Every great shooter goes through a slump. Therefore, great shooters are always tough-minded, in the sense that they never allow these dry spells to take away what they do best– SHOOT!
How to Improve Your Basketball Shooting Skills?
As much as we like to talk about the mental aspect of the game– confidence, tough-mindedness, attention to detail– it all stems from repetition and good, old-fashioned hard work.
Here are some tips to improve your basketball shooting skills:
1. Start near the basket
Today, many young players see Steph Curry or Damian Lillard pull off from the Logo and start to emulate them. Uh-uh! The truth is, Steph and Dame are only able to do the things that they do because they do what’s called form shooting.
Form shooting is one of the basketball shooting drills for beginners to ensure consistent shooting form. You cannot do the proper hand placement, foot placement, and shoulder width if you start shooting immediately from afar. Shooting near the basket builds your range gradually and helps you identify what’s wrong with your shot as you progress.
2. Focus on the front rim
A lot of young players today make the mistake of focusing on the ball as they shoot. That’s not the way to do it. The goal is the rim, and the key to making a shot is to focus on the front rim and direct the ball through it.
3. Get your grip right
In holding a basketball, it may all come down to the right (and wrong) grip. The fingers should be wide apart and the ball should not touch any part of the palm.
4. Use your legs
The legs are an underrated body part used for shooting the basketball. Generating an upforce through the legs increases the strength of your shot without straining your arms. This is especially useful when you’re shooting far from the basket, like in the three-point area.
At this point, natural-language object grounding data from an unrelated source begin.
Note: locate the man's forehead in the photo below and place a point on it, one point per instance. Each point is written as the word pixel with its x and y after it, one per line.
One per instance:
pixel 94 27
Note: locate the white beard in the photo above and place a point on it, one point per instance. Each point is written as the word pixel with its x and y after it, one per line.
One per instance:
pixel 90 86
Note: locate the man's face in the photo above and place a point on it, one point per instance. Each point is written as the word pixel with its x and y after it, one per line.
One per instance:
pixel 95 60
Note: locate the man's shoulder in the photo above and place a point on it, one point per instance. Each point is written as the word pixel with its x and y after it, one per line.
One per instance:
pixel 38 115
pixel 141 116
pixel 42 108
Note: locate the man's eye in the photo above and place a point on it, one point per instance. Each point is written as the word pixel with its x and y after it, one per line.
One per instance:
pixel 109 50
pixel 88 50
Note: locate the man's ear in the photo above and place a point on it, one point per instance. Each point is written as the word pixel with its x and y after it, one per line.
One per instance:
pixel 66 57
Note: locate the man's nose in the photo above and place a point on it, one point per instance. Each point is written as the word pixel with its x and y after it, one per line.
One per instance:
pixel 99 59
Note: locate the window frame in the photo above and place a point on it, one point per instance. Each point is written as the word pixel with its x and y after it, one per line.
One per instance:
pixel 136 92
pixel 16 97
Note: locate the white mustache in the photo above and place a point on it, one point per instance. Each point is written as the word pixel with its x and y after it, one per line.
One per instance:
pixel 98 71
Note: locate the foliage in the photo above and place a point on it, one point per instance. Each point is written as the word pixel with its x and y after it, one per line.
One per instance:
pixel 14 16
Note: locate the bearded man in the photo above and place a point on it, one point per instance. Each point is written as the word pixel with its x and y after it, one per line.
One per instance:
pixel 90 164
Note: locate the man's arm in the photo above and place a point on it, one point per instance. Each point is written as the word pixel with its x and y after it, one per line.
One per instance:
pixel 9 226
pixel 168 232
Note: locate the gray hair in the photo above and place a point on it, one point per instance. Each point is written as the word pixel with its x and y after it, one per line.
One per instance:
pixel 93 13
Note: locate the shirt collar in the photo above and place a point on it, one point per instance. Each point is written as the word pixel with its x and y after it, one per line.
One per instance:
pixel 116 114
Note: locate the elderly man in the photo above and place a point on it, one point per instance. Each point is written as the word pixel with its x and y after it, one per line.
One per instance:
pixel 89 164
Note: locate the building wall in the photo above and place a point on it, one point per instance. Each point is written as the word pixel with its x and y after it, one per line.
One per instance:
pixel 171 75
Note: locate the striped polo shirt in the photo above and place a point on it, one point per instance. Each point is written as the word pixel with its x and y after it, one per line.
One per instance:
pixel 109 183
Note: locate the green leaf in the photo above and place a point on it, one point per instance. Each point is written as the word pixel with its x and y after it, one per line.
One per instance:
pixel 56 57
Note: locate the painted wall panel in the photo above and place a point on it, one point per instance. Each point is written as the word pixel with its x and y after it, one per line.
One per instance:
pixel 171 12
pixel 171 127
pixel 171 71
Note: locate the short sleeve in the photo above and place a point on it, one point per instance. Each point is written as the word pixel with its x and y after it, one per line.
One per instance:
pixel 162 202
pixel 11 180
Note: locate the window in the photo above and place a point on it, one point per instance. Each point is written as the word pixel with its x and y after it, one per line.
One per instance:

5. Hold that follow-through
When you shoot, be sure that you keep your shooting motion up and not end it early. If you terminate your follow-through too early, it will affect your concentration and accuracy. To do this, keep your wrists relaxed, keep your fingers pointed at the rim, and hold it there until it hits the target.
6. Build Endurance
We often hear the word “relentless” when describing Jordan, Kobe, or Larry Bird. That’s because shooting takes a lot of energy. That is why it’s important to practice shooting until you make enough “perfect” shots in a single shooting session.
When fatigued, you will feel the need to alter your shot. Perhaps, you may be shooting more from your arms instead of bending your knees to generate that upforce. You have to persist through this and aim to keep your shooting mechanics even if you’re tired. This will improve your muscle memory and your shot will be unbreakable even during exhausting situations.
Wrapping Things Up: How Many Basketball Shots Should I Take a Day?
Have you ever had someone ask you what is a shooter in basketball? Well, if you said a shooter is someone who could consistently make shots from whichever distance, you would be correct.
As simple as that sounds, it actually takes so much hard work to become a good shooter and potentially become a great one. Many young shooters would like to know how many basketball shots should I take a day, and there really is no correct answer. On average, it takes real hard work and determination to take 300-500 shots a day as every great NBA shooter would. Players such as Kobe Bryant, Ray Allen, and Reggie Miller were said to shoot 500-1000 shots, and that alone takes up to four hours!
To be a good shooter, you must develop the mental fortitude to go along with the actual shooting skills. You should be meticulous, not settle with mediocrity, and have that “the next shot goes in” mentality. Of course, to develop unshakeable confidence, there is no shortcut to practice and repetition. Thus, if you want the secret on how to become a better shooter in basketball, go to the gym, practice, and then practice some more.